Saturday, March 24, 2012

Fernando Trueba: Chico and Rita

Chico and Rita, Luma Films, 2012.

Bursting upon the international film scene like some blast of gulf stream rhumba, Spanish filmmaker Fernando Trueba's newest picture, the enchanting, transporting Chico and Rita, is one of his very best. An old warhorse Hollywood love melodrama plotline forms the backbone upon which the director hangs a sumptuous aural and visual feast of music and color. The hand drawn animation reminds us of simpler times, when Disney had more heart and Don Bluth was the reigning master. Ralph Bakshi's funky urban animations (Fritz the Cat and Heavy Traffic), Stanley Donen's musical duality and gender symbolism, and Otto Preminger's tightly composed musical melodramas (Carmen Jones and Porgy and Bess) come to mind as major influences on the world contained within.

A touching flashback structure reveals a sometimes surreal cornucopia of careening shapes and colors, and amazing jazz music, as we follow jazz pianist Chico, a strapping, sweet hunk of a man, and Rita, a voluptuous chanteuse. Their sexual chemistry smolders, and this rags to riches tale takes them from Havana to Hollywood by way of Paris. Trueba and his co-writer Ignacio Martinez de Pizon grasp at plot straws from many old Hollywood films; A Star is Born most distinctly, which brought to mind Michel Hazanavicius' The Artist. Both pictures seem equal in many ways, as cinematically nostalgic romances. Trueba's picture just may be freer in spirit.

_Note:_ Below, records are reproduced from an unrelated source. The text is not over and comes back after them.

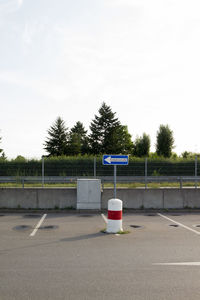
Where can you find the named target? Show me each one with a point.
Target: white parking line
(193, 263)
(104, 218)
(180, 224)
(38, 225)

Eman Xor Ona and Limara Meneses are both perfect, providing the voices and spirits of our titular characters. Bebo Valdes' music is extraordinary; it provides the film with a considerable heat which promises never to extinguish. Trueba and his co-directors, Tono Errando and Javier Mariscal, make this labor of love a group project; through its vivid imaginings, animated cinema lives on.